For those of us who use to listen to music on cassette and CD, we often lost touch with a lot of the music, once we lost the cassette or CD. We might hear the song once in a while on a radio mix, but aside from that, the music was lost. Fast-forward to modern times and you have YouTube, literally a time portal to listen to those songs forgotten with lost cassettes and CDs. I use YouTube for pretty much all my music needs outside of the occasional Pandora. I often take a trip down memory lane, pulling up lost songs and albums from the 90's and sometimes the 2000's. It was on one of these nostalgia trips that I stop and realized, "I am old and these guys I'm listening to at their height when they recorded these great tunes were in their late 20's and 30's making them either dead or really old.

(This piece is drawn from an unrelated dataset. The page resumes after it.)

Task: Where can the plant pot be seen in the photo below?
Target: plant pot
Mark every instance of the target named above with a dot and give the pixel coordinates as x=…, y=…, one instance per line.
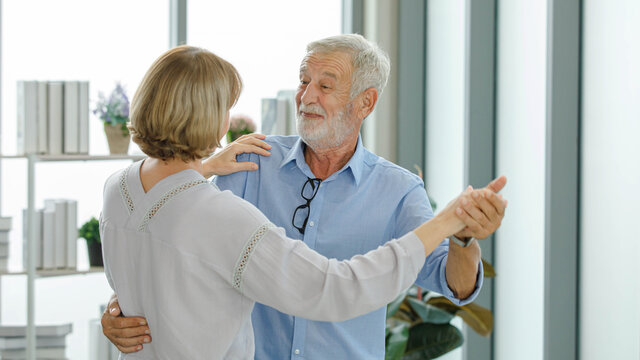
x=95, y=254
x=118, y=144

I can't explain the feeling when you're driving down the road and the classic rock station that use to play your dad's tunes, start playing your generations tunes. I swear you can hear the narration from the intro to your grandma's soap operas, “Like sands through the hourglass, so are the days of our lives.” A crepy hindsight lurks in reminding you that you're officially out of touch with the music and thus the times. To top it all off, all those great rap stars and rock stars from the 90's, start dying off at a sadly drastic rate, reminding you of your own fate. Of course, I am neither a rap or rock star so when I do punch my ticket I don't  think there will be much fuss unlike our late, great rap and rock stars, who are still much adored and missed.

So here we are calling music from the 90's and 2000's classic, and honestly, we should I just hate being old and calling the music I love classic. The interesting thing is the battle-tested and diehard rap and rock stars who are still living and in one form or another still doing their thing. They are no longer rap or rock stars their simply "rock stars," and deservingly so their music along with them have stood the test of time. Now I don't know if being referred to as a rock star when your music and art was from the rap or other genre's is a better honor but the term "rock star" does bring to mind a certain mystique.